I don’t think of myself as one of those folks who takes offense at every Fresno slight or omission. But when the New York Times does a piece on the first phase of California’s high-speed rail project and doesn’t even mention Fresno — and even leaves it off the locator map! — it seems like something is missing.
Jesse McKinley writes:
Under a plan approved in early December, the inaugural stretch of the multispurred 800-mile system will eventually connect San Francisco, Los Angeles, San Diego and Sacramento and other major California cities and will run through the state’s farm-rich Central Valley.
Federal and state authorities have committed some $5.5 billion to the first leg of the project, which will connect Bakersfield, the valley’s southern hub, and the unincorporated area south of Madera. [Borden]
Time for a New York Times geography lesson, methinks.
Responses to "Um, New York Times? Did you forget something?"
A history lesson may be in order as well. The reporter suggests Borden is a gold rush town, but it was founded in the 1860s (nearly 20 years after the Gold Rush began in 1849) as a farming colony, not a gold town.
See, Mike Oz…this is why we need to put Fresno on the map.
All I have to say is…Madera FTW!
It didn’t fit!
I think this is really funny because it can’t be featured in the the, “Did They Just Say Fresno?”. Ha!
Over the weekend, the mayor was talking about Fresno’s “national profile.” Oh well.
Oh! That’s where Borden is!!!
Damn! The NYT has un-pet peeved me!
Corcoran’s “cultivated character?” A town known for housing Charles Manson in maximum security. Sounds like they need to work for the Chamber of Commerce.
Strange how even the MAP refused to acknowledge Fresno … now you know how the wayward Amish feel.
Borden is a real place?
Maybe they left us off because we are known as the drunk and stupid city.
Blame the IDIOTS who selected this stretch, especially the departure and ending points.
Net however, is that even if this segment is built—very doubtful, it will never connect to anything except the bridge in Alaska that goes no where!!
WE, WHO GROW ALL OF THE BEST THAT NYC EATS…HAVE FORGOTTEN WHERE THEIR FOOD COMES FROM…HMMMM, THEY MUST BE “REMINDED”…DON’T ‘YA THINK ???!!!

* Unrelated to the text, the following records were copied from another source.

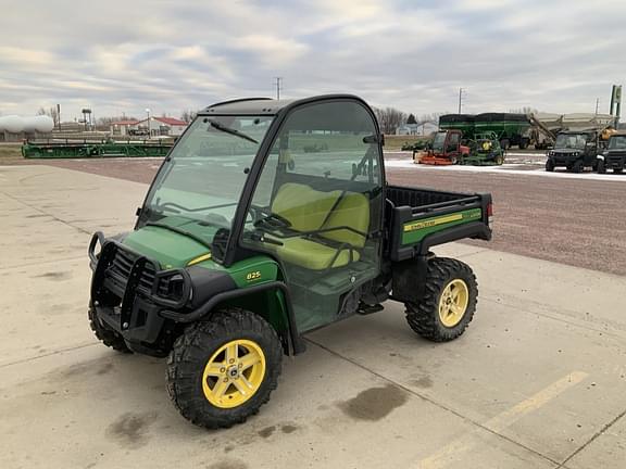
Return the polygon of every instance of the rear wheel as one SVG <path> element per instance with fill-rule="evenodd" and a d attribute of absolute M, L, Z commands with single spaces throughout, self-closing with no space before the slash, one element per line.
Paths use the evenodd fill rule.
<path fill-rule="evenodd" d="M 102 342 L 108 347 L 116 350 L 117 352 L 133 353 L 130 348 L 126 346 L 126 342 L 124 342 L 124 338 L 122 335 L 120 335 L 114 330 L 108 329 L 107 326 L 100 321 L 98 312 L 91 304 L 89 305 L 88 316 L 89 326 L 100 342 Z"/>
<path fill-rule="evenodd" d="M 406 321 L 424 339 L 448 342 L 461 335 L 474 317 L 478 286 L 461 261 L 435 257 L 428 263 L 425 295 L 406 303 Z"/>
<path fill-rule="evenodd" d="M 604 173 L 606 173 L 606 166 L 604 166 L 604 162 L 600 160 L 598 162 L 598 174 L 604 174 Z"/>
<path fill-rule="evenodd" d="M 228 428 L 270 400 L 281 359 L 278 335 L 262 317 L 223 309 L 176 340 L 167 359 L 167 392 L 191 422 Z"/>

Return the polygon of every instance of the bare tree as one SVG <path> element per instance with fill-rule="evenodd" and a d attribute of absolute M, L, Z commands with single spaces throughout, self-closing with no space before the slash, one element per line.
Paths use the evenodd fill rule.
<path fill-rule="evenodd" d="M 184 121 L 187 124 L 189 124 L 191 121 L 193 121 L 193 118 L 196 117 L 196 114 L 198 114 L 196 111 L 185 110 L 180 114 L 180 121 Z"/>
<path fill-rule="evenodd" d="M 374 113 L 383 134 L 396 134 L 396 129 L 406 122 L 406 114 L 395 107 L 374 107 Z"/>
<path fill-rule="evenodd" d="M 424 114 L 420 117 L 418 124 L 439 124 L 441 115 L 441 113 Z"/>
<path fill-rule="evenodd" d="M 48 117 L 51 117 L 52 122 L 54 123 L 54 127 L 59 127 L 60 122 L 57 106 L 52 106 L 48 110 L 46 107 L 39 107 L 39 110 L 37 111 L 37 115 L 47 115 Z"/>
<path fill-rule="evenodd" d="M 522 109 L 509 110 L 509 112 L 511 114 L 537 114 L 539 111 L 537 111 L 535 107 L 524 106 Z"/>

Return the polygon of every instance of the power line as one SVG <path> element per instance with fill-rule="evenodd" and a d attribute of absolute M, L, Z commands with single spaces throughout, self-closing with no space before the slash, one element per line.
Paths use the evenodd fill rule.
<path fill-rule="evenodd" d="M 280 91 L 283 91 L 283 77 L 274 77 L 274 85 L 276 86 L 276 99 L 280 99 Z"/>
<path fill-rule="evenodd" d="M 463 94 L 467 94 L 465 88 L 459 88 L 459 114 L 461 114 L 461 107 L 463 105 Z"/>

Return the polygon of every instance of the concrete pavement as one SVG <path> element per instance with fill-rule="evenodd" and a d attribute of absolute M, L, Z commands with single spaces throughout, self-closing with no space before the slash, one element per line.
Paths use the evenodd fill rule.
<path fill-rule="evenodd" d="M 2 468 L 623 468 L 626 278 L 451 244 L 478 312 L 433 344 L 396 303 L 309 334 L 259 416 L 208 432 L 164 362 L 100 345 L 86 246 L 130 229 L 147 187 L 0 167 Z"/>

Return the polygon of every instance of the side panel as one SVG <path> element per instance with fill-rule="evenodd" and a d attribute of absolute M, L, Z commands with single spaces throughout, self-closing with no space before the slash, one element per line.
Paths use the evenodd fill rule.
<path fill-rule="evenodd" d="M 430 233 L 468 221 L 476 221 L 481 217 L 483 211 L 480 208 L 472 208 L 449 215 L 441 215 L 424 218 L 418 221 L 406 223 L 402 227 L 402 245 L 417 243 Z"/>

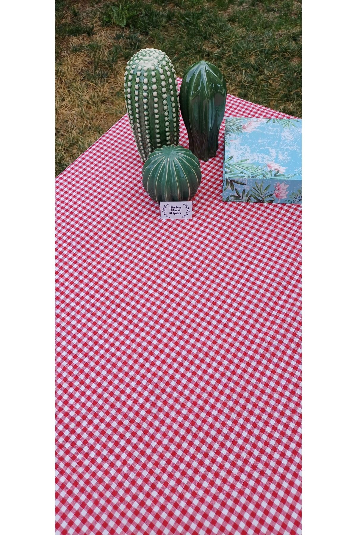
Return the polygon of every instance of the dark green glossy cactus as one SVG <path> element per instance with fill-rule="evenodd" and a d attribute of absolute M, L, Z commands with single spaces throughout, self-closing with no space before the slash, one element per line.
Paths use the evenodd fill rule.
<path fill-rule="evenodd" d="M 226 96 L 223 76 L 211 63 L 198 62 L 185 71 L 180 89 L 181 114 L 190 150 L 204 162 L 217 154 Z"/>
<path fill-rule="evenodd" d="M 163 146 L 150 155 L 142 168 L 142 184 L 153 201 L 189 201 L 201 184 L 200 162 L 180 145 Z"/>
<path fill-rule="evenodd" d="M 143 162 L 158 147 L 179 140 L 176 74 L 165 54 L 139 50 L 127 63 L 124 93 L 130 125 Z"/>

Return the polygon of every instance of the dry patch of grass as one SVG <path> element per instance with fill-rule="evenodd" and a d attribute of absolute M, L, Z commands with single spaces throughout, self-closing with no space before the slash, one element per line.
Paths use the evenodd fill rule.
<path fill-rule="evenodd" d="M 57 0 L 56 13 L 56 174 L 125 113 L 141 48 L 164 50 L 179 76 L 210 61 L 229 93 L 301 116 L 298 0 Z"/>

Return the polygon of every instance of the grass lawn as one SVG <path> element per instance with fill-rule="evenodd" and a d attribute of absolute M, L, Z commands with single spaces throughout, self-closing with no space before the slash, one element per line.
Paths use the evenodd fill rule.
<path fill-rule="evenodd" d="M 56 174 L 126 112 L 124 73 L 141 48 L 180 77 L 206 59 L 229 93 L 301 117 L 301 0 L 56 0 Z"/>

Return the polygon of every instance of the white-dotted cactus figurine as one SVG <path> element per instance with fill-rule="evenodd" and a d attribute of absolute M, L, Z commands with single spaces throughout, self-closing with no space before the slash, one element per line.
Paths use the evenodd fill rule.
<path fill-rule="evenodd" d="M 139 50 L 128 62 L 124 92 L 130 125 L 141 159 L 163 145 L 179 140 L 179 92 L 176 73 L 165 54 Z"/>

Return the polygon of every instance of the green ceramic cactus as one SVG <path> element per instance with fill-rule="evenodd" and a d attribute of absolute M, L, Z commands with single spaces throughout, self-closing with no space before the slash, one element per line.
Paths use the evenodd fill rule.
<path fill-rule="evenodd" d="M 180 108 L 190 150 L 207 162 L 217 154 L 224 117 L 227 88 L 217 67 L 208 62 L 186 69 L 180 88 Z"/>
<path fill-rule="evenodd" d="M 201 184 L 200 162 L 180 145 L 163 146 L 150 155 L 142 168 L 142 184 L 153 201 L 189 201 Z"/>
<path fill-rule="evenodd" d="M 134 54 L 127 63 L 124 92 L 130 125 L 143 162 L 157 147 L 178 143 L 177 81 L 165 54 L 146 48 Z"/>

Could it be that the word “Borden” covers Fresno’s location on the map so Fresno was left out for that reason alone. How would the author have proposed to include the word Fresno on the illustration? And after all, Fresno was not an important part of the story. Don’t look for slights where they probably don’t exist. Fresno gets enough real slights from locations as close as San Fransico and Sacramento.
As I wrote, I’m not one to be hyper-sensitive to slights to Fresno, and usually in a situation such as this I’d likely agree with you. But your contrarianism on this one is misplaced. I’m not suggesting that the omission was done out of malice. It was just sloppy.
COULD IT BE THE WRITER AND ILLUSTRATOR DID NOT KNOW THEIR GEOGROPHY AND POORLY INFORMED.
The red dot identifying Borden is so large that, on a map at the scale of the illustration, Fresno would most likely be within its boarders. I am quite sure the illustration was included in the story to give individuals without an intimate knowledge of the Central Valley a relative idea of the location of the end of the proposed railroad line and not as a lesson on Western US geography. It is no more sloppy then illustrations that are included in newspapers across the country including the Fresno Bee.
Now you know how Hanford feels: Half the time the Fresno TV stations leave us off the weather maps!